Story Qualifiers

Blog No. 120

What are the things within a story that allow it to be categorized? Sometimes the answer is obvious. A horror story is scary, a sci-fi story has amazing technology, fantasy has a lot of walking. More often than not, there is way more to it. Every genre has many sub genres, plenty of books cross the strict categorical boundaries, the writing and style play a part, along with how others perceive the author. I spent many years working at Chapters, shelving books. I mostly spent my time in fiction, sorting the types so I could take piles of book (literal armloads) to the corresponding shelves. For a long time sorting was easy. If there was a picture of a dragon, it went into fantasy, spaceships went to sci-fi, ghosts, vampires and blood went to horror, and half naked dudes went to romance. There were always exceptions, but it was very easy and straight forward. Then things started to change.

I blame romance publishers (or maybe the readers). The naked men were becoming vampires, werewolves, ghosts, and somehow sexy zombies. Determining what went to horror and what to romance started to become work. Then the mystery books started to get more and more bloody. Maybe they always were, but the covers started to depict it. I’m not sure why horror was stolen from first, but sci-fi was next. Romance in space and half naked aliens (that looked a lot like the firefighters that used to grace the covers) started appearing on the shelves. In retaliation, horror started to rewrite history and sci-fi looted fantasy for dragons and long complicated quests with too many characters and thousand page novels that went on for 20 plus book series. Fantasy fought back against romance and everyone started reading children’s books (myself included). It was a mess that just got complicated from there.

I never did see a resolution to the issue. I left the book selling world with things in chaos. It used to be that the only section swapping happened due to specific authors. Stephen King was the biggest culprit, though it was never his fault. He often branched out of horror, writing everything from fantasy to books about baseball. The problem came when people wanted to find his newest books (which was a problem in itself due to the speed and regularity that his books were released). Readers would always look in horror for Mr. King, because he was a horror author. It was very simple and rather than drag people to other places in the store, we just put all of his books, regardless of category, together. There are exceptions, but even when things were supposed to go elsewhere, they found a way back to horror (be it customers or lazy employees). On the opposite side, Neil Gaiman wrote so many different books from the very start of his career, that he was all over. Only dedicated fans knew where to look for his books, everyone else had to go on a treasure hunt through the aisles.

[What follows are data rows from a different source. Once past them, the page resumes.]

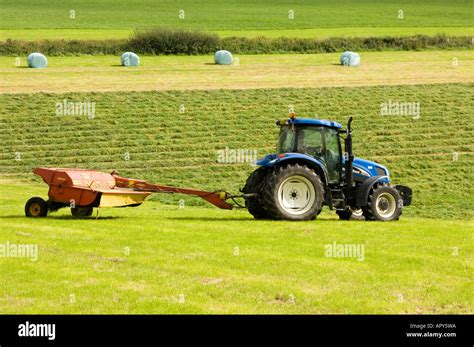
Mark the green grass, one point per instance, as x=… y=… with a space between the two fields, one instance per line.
x=183 y=260
x=432 y=154
x=109 y=19
x=320 y=33
x=103 y=73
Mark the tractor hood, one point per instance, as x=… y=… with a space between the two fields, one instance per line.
x=364 y=167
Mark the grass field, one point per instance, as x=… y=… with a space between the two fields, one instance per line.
x=321 y=33
x=166 y=122
x=166 y=259
x=103 y=73
x=109 y=19
x=433 y=154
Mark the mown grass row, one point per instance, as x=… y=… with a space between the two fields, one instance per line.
x=164 y=41
x=143 y=134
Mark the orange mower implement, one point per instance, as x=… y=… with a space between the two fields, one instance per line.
x=82 y=190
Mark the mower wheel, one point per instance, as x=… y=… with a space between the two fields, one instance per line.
x=81 y=212
x=384 y=204
x=351 y=214
x=293 y=192
x=36 y=207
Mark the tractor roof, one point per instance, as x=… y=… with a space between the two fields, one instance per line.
x=320 y=122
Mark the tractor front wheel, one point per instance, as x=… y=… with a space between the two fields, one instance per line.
x=253 y=186
x=384 y=204
x=293 y=192
x=36 y=207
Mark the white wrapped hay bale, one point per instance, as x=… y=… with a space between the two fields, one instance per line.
x=37 y=61
x=350 y=59
x=130 y=59
x=223 y=57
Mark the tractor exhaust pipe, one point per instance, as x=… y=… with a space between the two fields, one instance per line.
x=350 y=155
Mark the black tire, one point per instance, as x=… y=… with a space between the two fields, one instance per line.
x=384 y=204
x=81 y=212
x=350 y=214
x=36 y=207
x=273 y=198
x=253 y=185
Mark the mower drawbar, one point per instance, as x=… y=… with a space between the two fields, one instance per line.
x=82 y=190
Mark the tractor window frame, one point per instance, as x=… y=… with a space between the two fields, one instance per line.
x=336 y=172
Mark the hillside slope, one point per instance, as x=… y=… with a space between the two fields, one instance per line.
x=143 y=134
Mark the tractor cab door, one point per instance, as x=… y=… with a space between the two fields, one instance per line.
x=319 y=142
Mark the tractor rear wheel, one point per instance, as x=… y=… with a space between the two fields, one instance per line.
x=293 y=192
x=384 y=204
x=81 y=212
x=36 y=207
x=253 y=186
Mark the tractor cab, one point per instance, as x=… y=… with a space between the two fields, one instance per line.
x=318 y=139
x=311 y=169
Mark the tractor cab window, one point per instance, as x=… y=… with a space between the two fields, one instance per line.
x=286 y=143
x=332 y=154
x=310 y=141
x=319 y=142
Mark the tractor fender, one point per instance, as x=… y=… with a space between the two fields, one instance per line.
x=363 y=193
x=298 y=158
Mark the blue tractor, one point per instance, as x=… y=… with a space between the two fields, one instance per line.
x=311 y=169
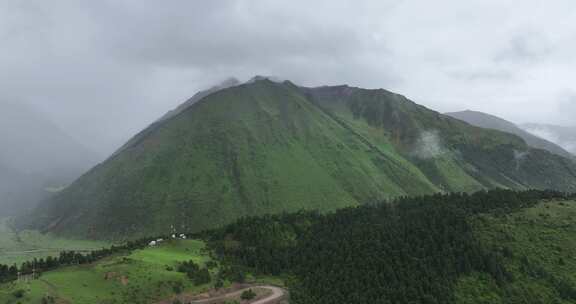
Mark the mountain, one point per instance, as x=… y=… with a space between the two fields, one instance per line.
x=19 y=192
x=36 y=156
x=491 y=247
x=33 y=144
x=484 y=120
x=561 y=135
x=268 y=147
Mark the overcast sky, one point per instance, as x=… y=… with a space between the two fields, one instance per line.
x=105 y=69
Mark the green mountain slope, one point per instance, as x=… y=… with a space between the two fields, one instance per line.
x=494 y=246
x=484 y=120
x=267 y=147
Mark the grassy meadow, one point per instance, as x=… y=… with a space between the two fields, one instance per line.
x=143 y=276
x=18 y=247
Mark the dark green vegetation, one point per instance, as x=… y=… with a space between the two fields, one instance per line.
x=484 y=120
x=489 y=247
x=267 y=147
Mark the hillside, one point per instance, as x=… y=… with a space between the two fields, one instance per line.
x=267 y=147
x=489 y=247
x=561 y=135
x=18 y=191
x=484 y=120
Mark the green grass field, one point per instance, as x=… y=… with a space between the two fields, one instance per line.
x=16 y=248
x=143 y=276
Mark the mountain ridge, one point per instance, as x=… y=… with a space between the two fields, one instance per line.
x=268 y=147
x=485 y=120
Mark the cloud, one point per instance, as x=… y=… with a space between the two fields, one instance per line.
x=105 y=69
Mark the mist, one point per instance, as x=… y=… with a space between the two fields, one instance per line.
x=80 y=78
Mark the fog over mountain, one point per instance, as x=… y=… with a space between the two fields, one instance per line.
x=35 y=157
x=561 y=135
x=103 y=70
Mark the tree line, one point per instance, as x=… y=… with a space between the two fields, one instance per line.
x=410 y=250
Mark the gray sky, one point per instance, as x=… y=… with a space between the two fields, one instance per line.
x=105 y=69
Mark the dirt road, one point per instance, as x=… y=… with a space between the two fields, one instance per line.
x=277 y=294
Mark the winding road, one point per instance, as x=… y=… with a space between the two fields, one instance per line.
x=277 y=294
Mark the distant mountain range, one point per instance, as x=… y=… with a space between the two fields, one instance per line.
x=35 y=155
x=484 y=120
x=561 y=135
x=268 y=147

I find I’m thinking about this as I write my new book. It’s an adventure story with a teenage protagonist. Right off the bat, most people would put it in teen books. Throw in the comments I’ve received about the juvenile nature of my writing style (at least one was meant as a complement, but I didn’t buy it) and it’s a slam dunk. Although it’s not common, there are popular books about young protagonists that are considered for adults. Our friend Stephen King has one, and the book I’ve mentioned several times on this blog (Ready Player One) fits the category too. Does it goes back to subject matter and writing? Should I swear and throw in tons of dark scenes to make sure it doesn’t become a teen book? Many teen (and kid’s) books have dark tones, and I’m pretty sure the two books I mentioned don’t have any swearing in them.

It’s way too early for me to think about this stuff, and I shouldn’t worry about it anyway. There is a ton of story to come and a plethora of edits and rewrites to look forward to first. Even when I’m done, it doesn’t matter where it’s categorized, as long as it fits the story. My editor can help with that. Besides, who am I to talk? The collection that Christian and I are writing is specifically a mash up of his horror and my sci-fi. At least we won’t be half naked on the cover.

2 thoughts on “Story Qualifiers

  1. Christian Laforet

    Lol great blog post. It is funny how all the genres are becoming interwoven. I think in the end it is better for us writers though. Stories don’t have to follow the narrow confines dictated by their genre anymore.
    Also, I’m not opposed to appearing half naked on the cover of our book 🙂

    1. Thanks man. This one felt really good to write.
      I love crossing boundaries, willy nilly, playing with the styles. It’s all about telling stories. That’s where short stories are great. No need to pay attention to those things.

      I don’t think we’ll get the audience we want with you, half naked on the cover. All those lusty women will expect erotica.